Cover artist: Michiaki Sato
1980 Hayakawa Books edition
Portugal
In 1983, the novel was published in Portugal as Doutor Who e os Daleks. The wraparound cover was by Rui Ligeiro, translation by Eduardo Nogueira and Conceição Jardim, and published by Editorial Presença. The book contained the Arnold Schwartzman illustrations, in line with the Target release. It was number 7 in the Portuguese releases. Number 8 was Doctor Who and the Crusaders.
Cover Artist: Rui Ligeiro
1983 Editorial Presença edition
France
Un milliard d'admirateurs à travers le monde!
Seigneur du Temps, héros de l'Éternité, le Docteur Who connaît aujourd'hui une fantastique popularité. Le succès inégalé de la série télévisée qui lui a donné naissance, la fascination qu'il exerce sur un immense public à travers plus de cent pays contribuent à faire de ce personnage un véritable mythe pour la premiere fois révélé en France.
En débarquent sur la planète Skaro, le docteur Who s'allie aux pacifiques Thals pour combattre le plan diabolique des hideux Daleks. N'est-il déjà pas trop tard?
In 1987, Docteur Who - les Daleks was released in France as number 3 in their Doctor Who series (ISBN 27340 0204 3).
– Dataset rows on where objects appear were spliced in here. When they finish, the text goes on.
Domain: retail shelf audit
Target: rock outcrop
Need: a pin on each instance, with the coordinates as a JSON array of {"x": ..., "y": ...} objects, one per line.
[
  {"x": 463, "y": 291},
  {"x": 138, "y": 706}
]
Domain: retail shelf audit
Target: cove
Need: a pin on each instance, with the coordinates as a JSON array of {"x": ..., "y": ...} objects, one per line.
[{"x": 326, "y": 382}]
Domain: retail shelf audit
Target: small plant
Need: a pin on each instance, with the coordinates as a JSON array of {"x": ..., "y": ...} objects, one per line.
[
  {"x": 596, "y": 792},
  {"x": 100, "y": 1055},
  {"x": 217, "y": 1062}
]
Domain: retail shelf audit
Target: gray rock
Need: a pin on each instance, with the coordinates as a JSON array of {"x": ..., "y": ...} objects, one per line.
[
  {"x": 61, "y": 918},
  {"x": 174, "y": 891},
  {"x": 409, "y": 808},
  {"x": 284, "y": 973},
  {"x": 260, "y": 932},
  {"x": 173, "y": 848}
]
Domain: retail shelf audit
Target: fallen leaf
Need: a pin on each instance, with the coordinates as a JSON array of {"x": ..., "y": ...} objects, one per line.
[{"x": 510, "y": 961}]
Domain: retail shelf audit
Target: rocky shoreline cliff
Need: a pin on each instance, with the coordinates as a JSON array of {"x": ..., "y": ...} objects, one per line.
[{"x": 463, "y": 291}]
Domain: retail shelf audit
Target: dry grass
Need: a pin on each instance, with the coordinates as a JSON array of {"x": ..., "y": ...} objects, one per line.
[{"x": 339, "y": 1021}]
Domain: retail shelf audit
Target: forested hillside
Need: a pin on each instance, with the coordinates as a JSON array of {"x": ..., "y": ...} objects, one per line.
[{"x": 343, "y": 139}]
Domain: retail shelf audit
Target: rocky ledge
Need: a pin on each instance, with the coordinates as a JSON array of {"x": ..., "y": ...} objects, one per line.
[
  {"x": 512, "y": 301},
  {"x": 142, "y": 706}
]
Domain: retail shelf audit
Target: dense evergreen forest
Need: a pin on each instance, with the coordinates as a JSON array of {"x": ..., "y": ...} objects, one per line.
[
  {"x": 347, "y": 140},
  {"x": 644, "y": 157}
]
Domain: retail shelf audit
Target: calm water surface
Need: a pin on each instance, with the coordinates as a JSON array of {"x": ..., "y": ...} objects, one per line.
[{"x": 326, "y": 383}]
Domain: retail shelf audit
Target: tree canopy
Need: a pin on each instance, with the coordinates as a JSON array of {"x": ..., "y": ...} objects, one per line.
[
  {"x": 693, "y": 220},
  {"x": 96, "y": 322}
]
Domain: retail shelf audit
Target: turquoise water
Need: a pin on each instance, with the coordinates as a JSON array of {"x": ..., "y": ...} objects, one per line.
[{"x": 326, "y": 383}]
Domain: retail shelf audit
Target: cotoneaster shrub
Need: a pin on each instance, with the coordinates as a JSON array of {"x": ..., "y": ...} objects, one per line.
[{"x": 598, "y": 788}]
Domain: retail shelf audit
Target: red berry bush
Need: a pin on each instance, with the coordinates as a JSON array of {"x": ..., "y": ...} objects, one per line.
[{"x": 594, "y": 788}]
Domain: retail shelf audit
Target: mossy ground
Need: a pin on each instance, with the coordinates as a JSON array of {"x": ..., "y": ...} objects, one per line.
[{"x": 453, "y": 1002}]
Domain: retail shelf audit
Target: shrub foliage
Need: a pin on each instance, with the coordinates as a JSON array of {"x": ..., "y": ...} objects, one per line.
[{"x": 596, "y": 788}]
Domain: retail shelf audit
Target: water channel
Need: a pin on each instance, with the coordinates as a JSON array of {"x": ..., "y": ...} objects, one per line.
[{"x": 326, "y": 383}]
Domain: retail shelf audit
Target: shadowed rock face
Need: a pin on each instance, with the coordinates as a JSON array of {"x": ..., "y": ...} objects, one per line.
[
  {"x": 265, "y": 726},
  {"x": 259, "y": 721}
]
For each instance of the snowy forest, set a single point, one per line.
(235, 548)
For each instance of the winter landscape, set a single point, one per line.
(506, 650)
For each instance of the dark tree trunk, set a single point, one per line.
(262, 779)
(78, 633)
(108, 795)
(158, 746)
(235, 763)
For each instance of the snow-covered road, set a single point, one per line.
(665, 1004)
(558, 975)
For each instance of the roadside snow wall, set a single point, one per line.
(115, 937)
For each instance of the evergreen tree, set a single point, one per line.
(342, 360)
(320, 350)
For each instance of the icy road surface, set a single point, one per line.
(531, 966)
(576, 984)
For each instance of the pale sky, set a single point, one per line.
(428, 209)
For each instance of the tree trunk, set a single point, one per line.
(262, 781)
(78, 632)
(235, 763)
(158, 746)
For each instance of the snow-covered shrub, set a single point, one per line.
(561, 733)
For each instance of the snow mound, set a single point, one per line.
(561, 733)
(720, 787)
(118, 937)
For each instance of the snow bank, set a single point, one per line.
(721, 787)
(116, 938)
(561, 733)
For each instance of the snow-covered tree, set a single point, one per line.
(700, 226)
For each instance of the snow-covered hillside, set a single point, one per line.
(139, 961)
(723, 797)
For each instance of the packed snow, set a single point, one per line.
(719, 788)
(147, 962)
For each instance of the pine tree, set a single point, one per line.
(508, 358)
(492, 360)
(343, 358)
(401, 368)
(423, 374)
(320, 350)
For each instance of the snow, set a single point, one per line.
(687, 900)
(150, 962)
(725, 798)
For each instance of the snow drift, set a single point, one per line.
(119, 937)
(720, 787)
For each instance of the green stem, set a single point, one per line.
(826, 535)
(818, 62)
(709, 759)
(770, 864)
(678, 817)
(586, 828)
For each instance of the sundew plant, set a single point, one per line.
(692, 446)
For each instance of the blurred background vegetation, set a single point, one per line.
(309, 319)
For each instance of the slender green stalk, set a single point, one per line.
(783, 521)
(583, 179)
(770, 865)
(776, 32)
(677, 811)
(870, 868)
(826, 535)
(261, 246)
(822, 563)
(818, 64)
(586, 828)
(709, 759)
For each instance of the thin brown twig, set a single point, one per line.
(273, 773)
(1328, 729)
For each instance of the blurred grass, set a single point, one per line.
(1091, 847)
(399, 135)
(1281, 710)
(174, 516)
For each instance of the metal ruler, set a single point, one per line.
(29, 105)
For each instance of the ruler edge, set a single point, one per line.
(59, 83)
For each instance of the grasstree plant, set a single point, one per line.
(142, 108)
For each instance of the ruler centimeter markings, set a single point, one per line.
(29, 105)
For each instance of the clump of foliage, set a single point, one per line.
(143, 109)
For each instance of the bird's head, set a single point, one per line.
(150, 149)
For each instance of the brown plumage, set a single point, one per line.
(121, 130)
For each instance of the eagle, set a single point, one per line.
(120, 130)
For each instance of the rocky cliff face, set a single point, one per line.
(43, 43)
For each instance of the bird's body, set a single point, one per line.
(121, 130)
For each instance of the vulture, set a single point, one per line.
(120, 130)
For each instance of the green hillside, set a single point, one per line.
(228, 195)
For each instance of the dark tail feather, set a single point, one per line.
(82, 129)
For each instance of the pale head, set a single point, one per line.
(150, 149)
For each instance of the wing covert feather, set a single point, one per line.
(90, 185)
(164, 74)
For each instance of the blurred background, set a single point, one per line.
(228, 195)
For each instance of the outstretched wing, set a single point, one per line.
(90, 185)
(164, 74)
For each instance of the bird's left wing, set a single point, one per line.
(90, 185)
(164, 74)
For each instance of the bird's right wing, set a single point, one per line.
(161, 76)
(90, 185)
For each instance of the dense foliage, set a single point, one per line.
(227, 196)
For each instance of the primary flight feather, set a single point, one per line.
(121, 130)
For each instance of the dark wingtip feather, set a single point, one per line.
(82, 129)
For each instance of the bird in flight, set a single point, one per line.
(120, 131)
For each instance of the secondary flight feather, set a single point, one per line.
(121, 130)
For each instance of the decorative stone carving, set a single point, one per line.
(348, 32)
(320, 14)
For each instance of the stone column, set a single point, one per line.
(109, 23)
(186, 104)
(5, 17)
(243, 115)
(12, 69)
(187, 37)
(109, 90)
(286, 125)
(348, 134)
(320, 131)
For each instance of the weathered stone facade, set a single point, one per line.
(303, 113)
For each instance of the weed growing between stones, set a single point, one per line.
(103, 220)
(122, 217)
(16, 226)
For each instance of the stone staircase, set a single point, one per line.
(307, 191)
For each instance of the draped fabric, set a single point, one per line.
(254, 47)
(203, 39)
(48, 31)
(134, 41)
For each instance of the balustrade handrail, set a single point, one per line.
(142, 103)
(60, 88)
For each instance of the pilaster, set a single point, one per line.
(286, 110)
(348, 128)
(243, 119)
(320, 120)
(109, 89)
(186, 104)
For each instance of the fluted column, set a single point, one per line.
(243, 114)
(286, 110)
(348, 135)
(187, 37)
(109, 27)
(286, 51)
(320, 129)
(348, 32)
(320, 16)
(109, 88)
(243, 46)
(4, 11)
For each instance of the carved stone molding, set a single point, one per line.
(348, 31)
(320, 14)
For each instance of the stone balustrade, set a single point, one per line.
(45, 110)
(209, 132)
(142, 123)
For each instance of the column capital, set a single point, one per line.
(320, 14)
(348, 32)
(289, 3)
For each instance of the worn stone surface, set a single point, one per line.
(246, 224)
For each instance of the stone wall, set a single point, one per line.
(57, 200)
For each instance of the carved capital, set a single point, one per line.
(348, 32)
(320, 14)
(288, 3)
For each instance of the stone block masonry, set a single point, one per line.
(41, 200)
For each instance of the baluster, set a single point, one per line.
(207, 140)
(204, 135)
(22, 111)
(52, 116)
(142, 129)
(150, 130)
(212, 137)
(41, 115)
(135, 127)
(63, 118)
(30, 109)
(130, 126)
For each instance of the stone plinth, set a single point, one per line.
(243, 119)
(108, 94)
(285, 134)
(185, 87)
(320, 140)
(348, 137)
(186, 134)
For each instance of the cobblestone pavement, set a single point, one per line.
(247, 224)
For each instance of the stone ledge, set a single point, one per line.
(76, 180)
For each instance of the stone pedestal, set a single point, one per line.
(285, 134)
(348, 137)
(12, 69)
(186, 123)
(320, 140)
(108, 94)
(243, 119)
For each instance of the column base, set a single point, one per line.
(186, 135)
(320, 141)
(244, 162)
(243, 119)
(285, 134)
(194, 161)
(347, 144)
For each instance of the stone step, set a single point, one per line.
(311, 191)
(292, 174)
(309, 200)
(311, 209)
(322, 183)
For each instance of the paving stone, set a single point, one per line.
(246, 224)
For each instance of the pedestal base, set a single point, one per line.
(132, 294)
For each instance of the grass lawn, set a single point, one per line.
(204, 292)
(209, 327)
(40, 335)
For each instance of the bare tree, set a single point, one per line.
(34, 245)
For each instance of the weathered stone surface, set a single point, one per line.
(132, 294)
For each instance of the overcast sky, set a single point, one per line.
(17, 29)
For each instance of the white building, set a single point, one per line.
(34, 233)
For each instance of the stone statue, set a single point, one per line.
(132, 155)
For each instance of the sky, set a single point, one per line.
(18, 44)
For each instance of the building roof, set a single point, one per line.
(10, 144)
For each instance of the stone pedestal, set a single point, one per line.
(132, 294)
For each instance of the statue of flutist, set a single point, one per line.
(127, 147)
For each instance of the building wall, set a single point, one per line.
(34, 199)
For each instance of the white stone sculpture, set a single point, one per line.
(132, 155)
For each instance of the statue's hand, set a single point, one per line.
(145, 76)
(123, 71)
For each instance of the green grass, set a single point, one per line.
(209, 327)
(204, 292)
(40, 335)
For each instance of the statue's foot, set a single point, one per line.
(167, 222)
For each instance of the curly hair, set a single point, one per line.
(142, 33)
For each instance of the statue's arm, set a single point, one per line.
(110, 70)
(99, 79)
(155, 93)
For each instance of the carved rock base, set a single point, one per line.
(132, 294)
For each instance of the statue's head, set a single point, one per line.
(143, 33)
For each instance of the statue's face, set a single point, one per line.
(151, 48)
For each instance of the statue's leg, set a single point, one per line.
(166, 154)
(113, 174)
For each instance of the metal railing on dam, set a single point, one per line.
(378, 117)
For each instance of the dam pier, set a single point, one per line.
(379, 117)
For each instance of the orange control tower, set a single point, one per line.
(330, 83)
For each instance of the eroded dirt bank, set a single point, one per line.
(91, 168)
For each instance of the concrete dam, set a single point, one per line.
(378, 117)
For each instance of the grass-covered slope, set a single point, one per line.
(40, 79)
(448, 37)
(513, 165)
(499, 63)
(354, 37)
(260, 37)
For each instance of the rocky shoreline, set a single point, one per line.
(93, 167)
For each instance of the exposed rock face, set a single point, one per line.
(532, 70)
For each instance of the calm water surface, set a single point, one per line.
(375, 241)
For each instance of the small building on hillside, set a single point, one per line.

It was translated by Gilles Bergal and adapted by Corine Derblum. The publisher was Éditions Garancière. The adaptation is not written in the first person and, since this novel follows a version of An Unearthly Child (Docteur Who - Le docteur Who entre en scène), the events on Barnes Common do not feature within it. The fourth book (of 8) was Docteur Who - Les Daleks envahissent la Terre.
Cover artist: Jean-François Penichoux
1987 Éditions Garancière
Germany
Die einzigartige britische Fernsehserie jetzt als Goldmann Taschenbuch!
Der phantastische Dr. WHO mit seinem unmöglichen Raum-schiff auf Abenteuersuche im Weltall!
Doctor Who und die Invasion der Daleks was released in Germany in July 1989 and, despite the misleading title, this was a version of The Daleks. It was translated by Peter Tuscher and published by Goldmann Verlag. To add to the confusion, it used Andrew Skilleter's cover artwork for Doctor Who and the Destiny of the Daleks. The book includes an introduction to Doctor Who, for the benefit of its readers, by Hermann Urbanek. ISBN 3 442 23611 8, price DM 7,80. It was the first in a series of Goldmann releases, followed by Das Komplott der Daleks.